In “Humanocracy,” Hamel offers detailed case studies of organizations that have gone bureaucracy-free, like Buurtzorg, the largest home health provider in the Netherlands that operates a network of 16,000 nurses, divided in teams of 12, with only two organizational levels and a head office staff of less than 100. Widely hailed as one of the world’s most effective healthcare organizations, Buurtzorg is proof that a highly regulated environment is no excuse for bureaucratic bloat.

Hamel argues that “tomorrow’s most successful organizations will be the ones that evolve their management models faster than their competitors, in ways that make them more resilient, inventive and inspiring.”

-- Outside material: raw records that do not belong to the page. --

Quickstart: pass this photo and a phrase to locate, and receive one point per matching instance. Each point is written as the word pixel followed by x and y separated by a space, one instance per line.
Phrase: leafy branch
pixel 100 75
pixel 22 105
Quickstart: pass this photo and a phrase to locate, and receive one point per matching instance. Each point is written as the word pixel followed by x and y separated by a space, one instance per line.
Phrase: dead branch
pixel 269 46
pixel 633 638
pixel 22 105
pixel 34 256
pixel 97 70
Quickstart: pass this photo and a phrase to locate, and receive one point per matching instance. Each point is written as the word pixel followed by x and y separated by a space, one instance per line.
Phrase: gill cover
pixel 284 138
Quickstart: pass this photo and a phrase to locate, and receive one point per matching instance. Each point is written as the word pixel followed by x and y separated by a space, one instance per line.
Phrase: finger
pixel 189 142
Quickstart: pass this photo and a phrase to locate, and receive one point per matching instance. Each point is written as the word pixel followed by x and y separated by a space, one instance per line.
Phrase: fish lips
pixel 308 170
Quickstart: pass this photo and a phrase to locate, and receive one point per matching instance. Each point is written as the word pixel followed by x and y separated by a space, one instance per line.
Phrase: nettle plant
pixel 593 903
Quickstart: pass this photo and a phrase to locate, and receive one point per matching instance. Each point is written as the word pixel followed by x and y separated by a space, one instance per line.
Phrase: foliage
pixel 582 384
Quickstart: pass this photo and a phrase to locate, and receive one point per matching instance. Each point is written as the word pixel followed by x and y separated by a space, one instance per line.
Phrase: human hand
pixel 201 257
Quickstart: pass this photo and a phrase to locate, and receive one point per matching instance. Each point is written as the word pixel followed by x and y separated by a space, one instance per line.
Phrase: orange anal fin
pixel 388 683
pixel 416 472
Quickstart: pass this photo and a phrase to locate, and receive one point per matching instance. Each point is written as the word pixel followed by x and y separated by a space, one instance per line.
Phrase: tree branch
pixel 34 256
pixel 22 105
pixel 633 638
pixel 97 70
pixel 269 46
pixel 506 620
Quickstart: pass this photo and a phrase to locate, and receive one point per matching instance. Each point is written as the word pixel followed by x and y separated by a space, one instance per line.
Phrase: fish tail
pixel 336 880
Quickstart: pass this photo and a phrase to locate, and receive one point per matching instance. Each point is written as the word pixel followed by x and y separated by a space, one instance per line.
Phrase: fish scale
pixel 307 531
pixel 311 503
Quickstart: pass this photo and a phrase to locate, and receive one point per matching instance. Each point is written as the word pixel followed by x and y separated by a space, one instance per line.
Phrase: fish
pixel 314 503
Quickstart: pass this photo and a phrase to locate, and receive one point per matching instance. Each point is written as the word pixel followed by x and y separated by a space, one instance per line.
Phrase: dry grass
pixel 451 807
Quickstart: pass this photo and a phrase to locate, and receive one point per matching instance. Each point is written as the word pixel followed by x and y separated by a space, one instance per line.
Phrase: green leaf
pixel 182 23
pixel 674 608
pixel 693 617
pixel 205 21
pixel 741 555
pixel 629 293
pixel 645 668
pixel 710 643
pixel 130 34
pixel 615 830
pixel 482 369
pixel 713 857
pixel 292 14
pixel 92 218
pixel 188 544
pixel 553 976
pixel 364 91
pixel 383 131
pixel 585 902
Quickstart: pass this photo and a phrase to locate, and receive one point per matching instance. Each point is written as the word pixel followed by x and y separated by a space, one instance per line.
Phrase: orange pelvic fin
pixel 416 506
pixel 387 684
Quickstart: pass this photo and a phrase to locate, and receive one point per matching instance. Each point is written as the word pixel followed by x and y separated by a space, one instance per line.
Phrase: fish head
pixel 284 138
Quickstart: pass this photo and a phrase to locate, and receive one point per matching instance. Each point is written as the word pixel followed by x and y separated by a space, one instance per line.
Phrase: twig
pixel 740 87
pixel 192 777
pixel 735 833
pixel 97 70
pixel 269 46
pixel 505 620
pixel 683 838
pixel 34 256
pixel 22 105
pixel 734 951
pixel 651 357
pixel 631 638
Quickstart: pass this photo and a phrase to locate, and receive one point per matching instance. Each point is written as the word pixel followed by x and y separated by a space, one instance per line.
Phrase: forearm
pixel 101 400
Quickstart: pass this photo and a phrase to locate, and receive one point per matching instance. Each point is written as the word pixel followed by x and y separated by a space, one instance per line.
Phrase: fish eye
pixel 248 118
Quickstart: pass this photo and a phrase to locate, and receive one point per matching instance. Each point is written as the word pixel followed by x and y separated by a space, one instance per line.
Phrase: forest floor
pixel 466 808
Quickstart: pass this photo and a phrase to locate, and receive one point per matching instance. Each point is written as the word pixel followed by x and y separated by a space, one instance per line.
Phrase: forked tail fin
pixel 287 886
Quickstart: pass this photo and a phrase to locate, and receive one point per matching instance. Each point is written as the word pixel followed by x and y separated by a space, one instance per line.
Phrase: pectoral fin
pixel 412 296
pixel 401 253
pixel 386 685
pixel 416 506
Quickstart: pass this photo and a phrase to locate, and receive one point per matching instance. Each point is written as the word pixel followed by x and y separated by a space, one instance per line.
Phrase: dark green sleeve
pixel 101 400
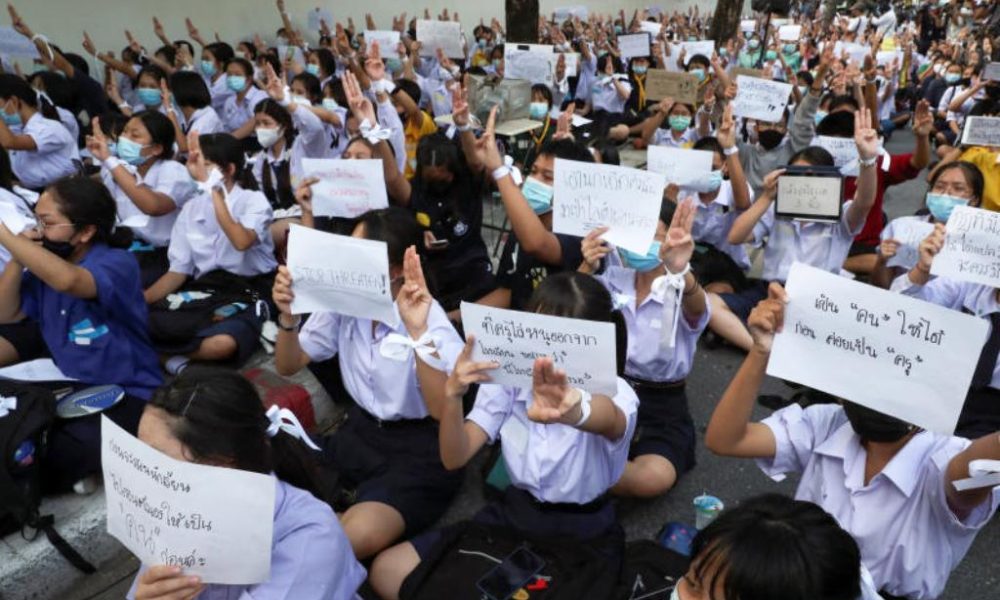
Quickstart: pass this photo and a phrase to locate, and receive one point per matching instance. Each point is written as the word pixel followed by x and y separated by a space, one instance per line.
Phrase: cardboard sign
pixel 901 356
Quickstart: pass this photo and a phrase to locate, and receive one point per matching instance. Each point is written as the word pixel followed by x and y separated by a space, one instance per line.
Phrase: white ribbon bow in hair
pixel 285 420
pixel 7 405
pixel 373 133
pixel 399 347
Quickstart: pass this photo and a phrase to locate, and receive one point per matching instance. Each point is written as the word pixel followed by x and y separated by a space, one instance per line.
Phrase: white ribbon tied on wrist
pixel 399 348
pixel 285 420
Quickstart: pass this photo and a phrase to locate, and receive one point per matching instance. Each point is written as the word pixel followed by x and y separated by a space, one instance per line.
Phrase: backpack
pixel 30 411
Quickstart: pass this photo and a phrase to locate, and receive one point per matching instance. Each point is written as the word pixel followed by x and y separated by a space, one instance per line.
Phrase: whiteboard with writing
pixel 346 188
pixel 341 274
pixel 589 195
pixel 170 512
pixel 901 356
pixel 981 131
pixel 760 99
pixel 971 247
pixel 586 350
pixel 680 166
pixel 446 35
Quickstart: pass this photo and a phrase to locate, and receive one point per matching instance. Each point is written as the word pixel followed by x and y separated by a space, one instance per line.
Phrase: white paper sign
pixel 346 188
pixel 981 131
pixel 680 166
pixel 446 35
pixel 339 273
pixel 586 350
pixel 588 196
pixel 901 356
pixel 387 40
pixel 760 99
pixel 167 511
pixel 909 232
pixel 971 247
pixel 13 44
pixel 634 45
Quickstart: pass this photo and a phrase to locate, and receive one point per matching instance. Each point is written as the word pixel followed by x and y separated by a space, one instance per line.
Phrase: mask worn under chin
pixel 770 138
pixel 874 426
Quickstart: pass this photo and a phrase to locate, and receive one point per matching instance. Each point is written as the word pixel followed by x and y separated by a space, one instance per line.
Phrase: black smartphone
pixel 512 574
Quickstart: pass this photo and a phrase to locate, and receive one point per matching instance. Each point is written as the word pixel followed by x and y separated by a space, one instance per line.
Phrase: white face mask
pixel 268 136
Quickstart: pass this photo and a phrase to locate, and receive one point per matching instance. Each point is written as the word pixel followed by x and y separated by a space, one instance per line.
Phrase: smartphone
pixel 512 574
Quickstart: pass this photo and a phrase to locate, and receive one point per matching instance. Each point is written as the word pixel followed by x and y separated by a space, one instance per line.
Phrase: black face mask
pixel 874 426
pixel 770 138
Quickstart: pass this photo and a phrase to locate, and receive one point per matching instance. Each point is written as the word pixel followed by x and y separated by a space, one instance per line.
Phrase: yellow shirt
pixel 986 160
pixel 413 135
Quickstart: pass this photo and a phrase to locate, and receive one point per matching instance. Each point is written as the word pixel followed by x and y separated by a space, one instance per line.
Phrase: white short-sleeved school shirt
pixel 910 540
pixel 167 177
pixel 554 463
pixel 56 155
pixel 199 245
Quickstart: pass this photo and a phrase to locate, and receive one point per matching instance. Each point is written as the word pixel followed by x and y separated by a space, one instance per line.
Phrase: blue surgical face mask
pixel 237 83
pixel 642 262
pixel 538 195
pixel 941 205
pixel 130 151
pixel 149 96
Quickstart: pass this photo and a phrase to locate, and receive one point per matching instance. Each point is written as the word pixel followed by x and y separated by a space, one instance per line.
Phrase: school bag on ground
pixel 26 414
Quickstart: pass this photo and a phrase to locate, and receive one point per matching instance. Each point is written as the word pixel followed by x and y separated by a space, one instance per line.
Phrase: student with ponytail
pixel 215 417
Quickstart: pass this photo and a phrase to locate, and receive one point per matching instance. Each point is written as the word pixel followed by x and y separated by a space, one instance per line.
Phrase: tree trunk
pixel 522 21
pixel 726 21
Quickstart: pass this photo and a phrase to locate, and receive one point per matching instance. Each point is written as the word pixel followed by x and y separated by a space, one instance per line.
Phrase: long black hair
pixel 219 417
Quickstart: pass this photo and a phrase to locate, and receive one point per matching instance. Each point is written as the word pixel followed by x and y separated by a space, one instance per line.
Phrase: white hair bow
pixel 285 420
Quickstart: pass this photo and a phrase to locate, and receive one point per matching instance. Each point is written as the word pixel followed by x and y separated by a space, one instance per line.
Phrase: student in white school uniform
pixel 665 311
pixel 822 245
pixel 387 450
pixel 221 242
pixel 888 483
pixel 563 447
pixel 149 187
pixel 41 149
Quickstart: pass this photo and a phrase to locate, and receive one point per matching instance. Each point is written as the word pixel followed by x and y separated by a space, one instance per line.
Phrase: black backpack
pixel 23 432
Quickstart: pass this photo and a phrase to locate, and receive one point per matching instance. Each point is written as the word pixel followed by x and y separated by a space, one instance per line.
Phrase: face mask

Reinventing Leadership for the Age of Upheaval

Hamel’s research and consulting have convinced him that the hierarchical leadership model, in which authority correlates with rank, is no longer fit for purpose. Says Hamel, “in a world of head-snapping change, an organization with seven or eight management layers is at a profound disadvantage.” In his view, there’s a reason incumbent organizations often miss the future. By the time a problem or opportunity is big enough to capture the scarce attention of those at the top, the organization is already on the back foot.  The world is so complex and volatile, that no small group of leaders at the center can plot the future and craft strategy. That’s why most “change” programs are “catch-up” programs.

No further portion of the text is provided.